Leaving babies, children, the elderly, other vulnerable people or animals unattended in a closed vehicle, even for a short time, is dangerous, potentially even fatal, and is to be avoided at all times.
Shalen Ramduth, general manager of national operations for Netcare 911, says the temperature inside a vehicle parked in the sun can increase exponentially, causing a situation that is life-threatening for young and old alike. “This is because radiant energy from the sun, which is able to pass through glass, shines into the vehicle, quickly warming the interior. With very few reflective surfaces inside a vehicle, the energy is absorbed rather than radiated outwards. As there is limited airflow, non-radiant energy also remains inside the vehicle, and this adds to the rapid rise in temperature.”

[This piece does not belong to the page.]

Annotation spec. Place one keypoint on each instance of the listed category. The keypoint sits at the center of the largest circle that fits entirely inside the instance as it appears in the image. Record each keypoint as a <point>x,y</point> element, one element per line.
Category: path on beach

Ramduth says Netcare 911 has on occasion responded to calls related to dehydrated children and elderly people who have been left in motor vehicles. “It happens so easily and unexpectedly. Children occasionally fall asleep and are forgotten in vehicles, while others may be left behind as their caregivers underestimate how long they will be away from the vehicle and the related dangers of leaving their children unattended. Children also accidently lock themselves inside a stationery vehicle while playing.”
An article entitled “Heat Stress from Enclosed Vehicles: Moderate Ambient Temperatures Cause Significant Temperature Rise in Enclosed Vehicles”, published in Pediatrics, provides evidence that the temperature inside a vehicle can rise significantly, with the most dramatic temperature increase occurring within the first 15 to 30 minutes. Leaving the windows slightly open does not significantly reduce the maximum temperature measured inside the vehicle.
In tests done on a relatively cool day, the temperature inside a vehicle reached 37.7°C within 25 minutes while the outside temperature was only 22.7°C.
- Why children are at high risk
“Babies and young children are at higher risk of heatstroke as their bodies can heat up as much as three to five times faster than that of an adult because their internal thermo regulatory systems are not fully developed. Under stress, they tend to absorb or generate heat quickly and are less able to cool the body,” observes Ramduth.
“This makes them particularly vulnerable to heat exhaustion or heatstroke. If these medical conditions are not rapidly treated it can be very serious, even life-threatening,” he notes.
- Why elderly people are at high risk
Elderly people are also at risk as their bodies contain less water than those of healthy adults and the thirst mechanism often becomes less sensitive as people age. This means that they may feel less inclined to drink water and stay hydrated. Many older individuals also take medication that have a dehydrating effect on the body or impair the body’s ability to cool itself.
Ramduth advises that it is therefore important that babies, children and elderly people who have been left unattended in hot vehicles undergo a medical examination to ensure they are not suffering from either heat exhaustion or heatstroke.
- Netcare 911’s advice to ensure the safety of our children and elderly:
- If you see a child or elderly person left in a hot vehicle and are concerned for their safety, call a medical emergency service provider.
- Make sure that everyone has left your vehicle after parking. Do not forget sleeping children.
- Lock your car and make sure that children cannot access your keys. Teach your children not to play in motor vehicles.
“Never leave children, elderly folk or pets in vehicles, not even for a minute. You may think you can rush into a shop but you may get stuck in a queue or get distracted. You may park in the shade only to find that the vehicle is in full sun when you come back. It is simply not worth taking the risk of compromising the health and lives of your loved ones,” he adds.